1.2.2 Normalization and Differential Expression

Since edgeR’s TMM normalization needs raw counts, those are loaded. Then, intersect() is used to restrict this to only genes that appear in both the cleaned expression matrix and the raw counts file. TMM normalization is then applied.

For differential expression, “Baseline” condition is set as the reference level (this is pre-treatment). Differential expression is extracted with the pipeline (estimateDisp()glmQLFit()glmQLFTest()). Finally, the results are saved for all genes to prepare for using GSEA (which wants the FULL ranked list).

raw_file <- list.files(geo_id, pattern = "rawcounts", full.names = TRUE)
raw_counts <- read.table(gzfile(raw_file),
                         header = TRUE,
                         row.names = 1,
                         sep = "\t")
common_genes <- intersect(rownames(expression_clean), rownames(raw_counts))
raw_counts <- raw_counts[common_genes, colnames(expression_clean)]
dge <- DGEList(counts = raw_counts)
dge <- calcNormFactors(dge, method = "TMM")
final_expression_data <- cpm(dge, log = TRUE, prior.count = 1)
group <- factor(sample_info$condition, levels = c("Baseline", "FollowUp"))
design <- model.matrix(~group)
colnames(design) <- c("Intercept", "FollowUp_vs_Baseline")
dge_de <- DGEList(counts = raw_counts)
dge_de <- calcNormFactors(dge_de, method = "TMM")
dge_de <- estimateDisp(dge_de, design)
fit <- glmQLFit(dge_de, design)
qlf <- glmQLFTest(fit, coef = 2)
results_table <- as.data.frame(topTags(qlf, n = Inf))
fdr_threshold <- 0.05
logfc_threshold <- 1
sig_genes <- results_table[results_table$FDR < fdr_threshold &
                           abs(results_table$logFC) > logfc_threshold, ]

1.2.3 A1 Summary Statistics

Here, I generate a table to summarize some important statistics from the reproduction of A1. These numbers confirm that the reproduced pipeline matches the original results, and provide some more context about the data.

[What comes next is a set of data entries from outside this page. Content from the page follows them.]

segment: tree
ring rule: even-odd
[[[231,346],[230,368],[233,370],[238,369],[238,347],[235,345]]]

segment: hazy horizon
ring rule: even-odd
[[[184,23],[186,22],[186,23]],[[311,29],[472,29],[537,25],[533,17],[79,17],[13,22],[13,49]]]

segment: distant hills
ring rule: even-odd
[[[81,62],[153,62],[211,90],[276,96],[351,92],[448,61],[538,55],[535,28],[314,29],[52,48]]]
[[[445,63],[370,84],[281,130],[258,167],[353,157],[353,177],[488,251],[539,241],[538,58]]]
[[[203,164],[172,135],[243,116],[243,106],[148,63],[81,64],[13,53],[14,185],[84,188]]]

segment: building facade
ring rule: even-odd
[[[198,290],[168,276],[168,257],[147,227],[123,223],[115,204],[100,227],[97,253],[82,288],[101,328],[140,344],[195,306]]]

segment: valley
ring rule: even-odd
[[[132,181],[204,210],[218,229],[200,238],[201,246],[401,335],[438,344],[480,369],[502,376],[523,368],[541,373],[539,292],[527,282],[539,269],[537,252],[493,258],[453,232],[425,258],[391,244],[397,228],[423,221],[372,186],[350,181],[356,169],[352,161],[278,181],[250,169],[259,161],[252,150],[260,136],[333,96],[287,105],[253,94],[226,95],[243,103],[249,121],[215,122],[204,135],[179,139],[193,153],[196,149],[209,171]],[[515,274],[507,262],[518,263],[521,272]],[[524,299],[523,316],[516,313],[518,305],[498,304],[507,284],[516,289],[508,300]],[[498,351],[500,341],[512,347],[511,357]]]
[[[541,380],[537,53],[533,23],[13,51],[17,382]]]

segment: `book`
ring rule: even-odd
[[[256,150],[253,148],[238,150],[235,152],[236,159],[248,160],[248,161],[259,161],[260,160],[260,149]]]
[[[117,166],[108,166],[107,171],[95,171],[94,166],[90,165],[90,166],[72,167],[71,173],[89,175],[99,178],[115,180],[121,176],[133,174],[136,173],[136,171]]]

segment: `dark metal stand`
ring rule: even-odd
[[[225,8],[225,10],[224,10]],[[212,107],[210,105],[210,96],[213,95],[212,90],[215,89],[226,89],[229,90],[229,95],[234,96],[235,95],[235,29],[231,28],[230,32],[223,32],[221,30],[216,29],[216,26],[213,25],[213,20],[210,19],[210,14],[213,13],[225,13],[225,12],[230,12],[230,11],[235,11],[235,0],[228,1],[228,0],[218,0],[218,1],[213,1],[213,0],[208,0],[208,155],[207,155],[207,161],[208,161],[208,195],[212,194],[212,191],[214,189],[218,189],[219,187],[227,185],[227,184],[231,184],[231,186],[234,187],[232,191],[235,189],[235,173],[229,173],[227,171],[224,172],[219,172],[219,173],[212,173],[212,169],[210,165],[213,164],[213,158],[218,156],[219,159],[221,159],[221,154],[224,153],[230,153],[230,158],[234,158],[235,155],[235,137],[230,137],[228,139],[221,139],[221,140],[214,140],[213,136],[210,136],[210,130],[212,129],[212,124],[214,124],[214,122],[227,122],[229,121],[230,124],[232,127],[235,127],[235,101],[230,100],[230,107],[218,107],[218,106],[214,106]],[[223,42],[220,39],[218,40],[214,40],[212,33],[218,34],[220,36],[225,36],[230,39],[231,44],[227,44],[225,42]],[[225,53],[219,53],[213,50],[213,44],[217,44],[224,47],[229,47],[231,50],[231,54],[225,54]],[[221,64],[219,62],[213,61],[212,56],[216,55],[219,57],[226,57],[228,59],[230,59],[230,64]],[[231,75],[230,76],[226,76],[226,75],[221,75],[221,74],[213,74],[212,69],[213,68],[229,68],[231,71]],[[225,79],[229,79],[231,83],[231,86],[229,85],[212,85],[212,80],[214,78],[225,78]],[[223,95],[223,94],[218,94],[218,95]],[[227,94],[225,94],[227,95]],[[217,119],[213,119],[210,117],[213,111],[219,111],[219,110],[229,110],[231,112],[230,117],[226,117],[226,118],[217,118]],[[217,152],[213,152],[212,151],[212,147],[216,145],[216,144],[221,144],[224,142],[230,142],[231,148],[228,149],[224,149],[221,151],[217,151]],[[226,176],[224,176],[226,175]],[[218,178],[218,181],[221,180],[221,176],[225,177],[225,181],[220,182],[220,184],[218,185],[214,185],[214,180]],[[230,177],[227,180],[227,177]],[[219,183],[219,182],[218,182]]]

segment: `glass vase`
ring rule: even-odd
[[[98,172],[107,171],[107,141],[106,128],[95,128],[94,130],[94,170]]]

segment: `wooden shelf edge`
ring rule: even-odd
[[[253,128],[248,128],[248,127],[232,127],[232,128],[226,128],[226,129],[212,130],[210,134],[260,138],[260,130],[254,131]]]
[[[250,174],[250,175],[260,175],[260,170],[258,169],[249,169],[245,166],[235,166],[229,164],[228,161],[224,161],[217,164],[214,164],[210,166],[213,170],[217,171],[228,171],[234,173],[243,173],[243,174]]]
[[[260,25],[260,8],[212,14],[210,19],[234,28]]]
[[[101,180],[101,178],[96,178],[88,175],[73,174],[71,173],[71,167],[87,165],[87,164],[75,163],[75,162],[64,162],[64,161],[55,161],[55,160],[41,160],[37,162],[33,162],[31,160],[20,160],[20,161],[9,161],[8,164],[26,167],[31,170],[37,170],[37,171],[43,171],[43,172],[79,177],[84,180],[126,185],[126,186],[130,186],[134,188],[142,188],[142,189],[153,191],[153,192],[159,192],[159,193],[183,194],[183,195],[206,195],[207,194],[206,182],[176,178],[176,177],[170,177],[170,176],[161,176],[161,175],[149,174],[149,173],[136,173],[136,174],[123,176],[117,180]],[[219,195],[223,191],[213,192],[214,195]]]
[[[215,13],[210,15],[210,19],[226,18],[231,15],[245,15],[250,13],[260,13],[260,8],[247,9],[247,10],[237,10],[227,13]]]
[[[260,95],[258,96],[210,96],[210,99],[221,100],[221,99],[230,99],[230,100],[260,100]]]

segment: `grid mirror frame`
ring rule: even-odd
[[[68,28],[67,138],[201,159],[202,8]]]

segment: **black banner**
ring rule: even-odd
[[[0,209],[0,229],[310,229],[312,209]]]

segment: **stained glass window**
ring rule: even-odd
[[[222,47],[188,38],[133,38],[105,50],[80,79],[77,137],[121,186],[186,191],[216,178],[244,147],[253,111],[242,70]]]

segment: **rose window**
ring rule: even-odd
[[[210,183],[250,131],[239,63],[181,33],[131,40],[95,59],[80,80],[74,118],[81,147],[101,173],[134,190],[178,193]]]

n_baseline <- sum(sample_info$condition == "Baseline")
n_followup <- sum(sample_info$condition == "FollowUp")
n_up <- sum(results_table$FDR < fdr_threshold & results_table$logFC > logfc_threshold)
n_down <- sum(results_table$FDR < fdr_threshold & results_table$logFC < -logfc_threshold)

stats_df <- data.frame(
  Category = c(
    "Original samples", "Samples after QC", "Baseline samples", "FollowUp samples",
    "Outliers removed", "Original genes", "Mapped to HUGO (97.28%)", "Unmapped genes",
    "Total genes tested", "DE genes (FDR<0.05, |logFC|>1)", "Upregulated", "Downregulated"
  ),
  Value = c(54, 51, n_baseline, n_followup, 3, 20287, 19736, 551,
            nrow(results_table), nrow(sig_genes), n_up, n_down)
)

knitr::kable(stats_df,
             caption = "**Table 1.** Summary statistics from the reproduced Assignment 1 pipeline.",
             col.names = c("Metric", "Count"))
Table 1. Summary statistics from the reproduced Assignment 1 pipeline.
Metric Count
Original samples 54
Samples after QC 51
Baseline samples 26
FollowUp samples 25
Outliers removed 3
Original genes 20287
Mapped to HUGO (97.28%) 19736
Unmapped genes 551
Total genes tested 19735
DE genes (FDR<0.05, |logFC|>1) 560
Upregulated 313
Downregulated 247

2 Preparing Gene Lists for Enrichment Analysis

To prepare for ORA, we first split differential expression results into upregulated only, downregulated only, and all DE genes combined. These will each be analyzed individually, then compared. Additionally, we maintain a continuous ranked list that is needed for GSEA.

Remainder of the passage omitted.